Von häuslicher Gewalt betroffen ist jede vierte Frau in Deutschland, weiß Enikö Nagy, Leiterin des Frauenhauses Weiden. Der Internationale Tag gegen Gewalt an Frauen am Montag, 25. November, ist für die Einrichtung der ideale Zeitpunkt, um in einem informativen Rahmen die Öffentlichkeit für das Thema zu sensibilisieren und Hilfsangebote aufzuzeigen. In diesem Zusammenhang lädt das Frauenhaus als Zeichen der Solidarität mit den Betroffenen zur Kunstaktion „Rosen statt Veilchen“ ein - auch im Altlandkreis Eschenbach.

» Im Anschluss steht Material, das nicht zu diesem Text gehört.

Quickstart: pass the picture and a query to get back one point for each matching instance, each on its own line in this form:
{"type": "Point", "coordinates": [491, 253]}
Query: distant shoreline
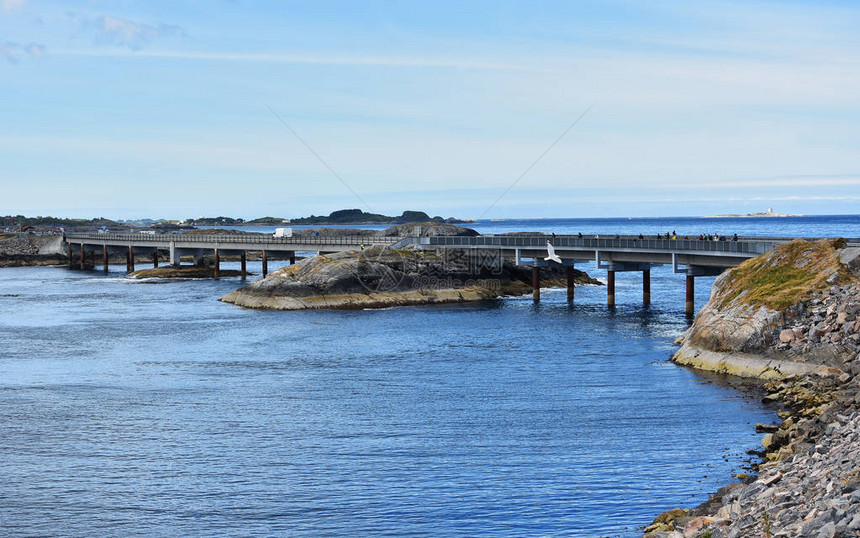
{"type": "Point", "coordinates": [765, 214]}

Ob körperlich oder seelisch: Gewalt hat viele Gesichter - erst recht die häusliche Gewalt, die sich an Orten ereignet, die eigentlich Geborgenheit und Schutz vermitteln sollen, und die von Menschen ausgeht, denen man vertraut. Sie existiert in allen Altersgruppen, Nationalitäten, Religionen und Kulturen. Besonders die Frauen müssen darunter leiden.
Das Frauenhaus der Diakonie in Weiden nimmt sich deshalb dieses weit verbreiteten Problems an. „Wir werben für Wertschätzung, Respekt und Chancen für Frauen und Mädchen anstelle von Gewalt, Abwertung und struktureller Benachteiligung“, betont das Team, zu dem auch Elisabeth Merkl aus Eschenbach zählt. Die ehrenamtliche Mitarbeiterin will mit der Bevölkerung im westlichen Landkreis Neustadt/WN ins Gespräch kommen und für Gewaltfreiheit in den eigenen vier Wänden werben.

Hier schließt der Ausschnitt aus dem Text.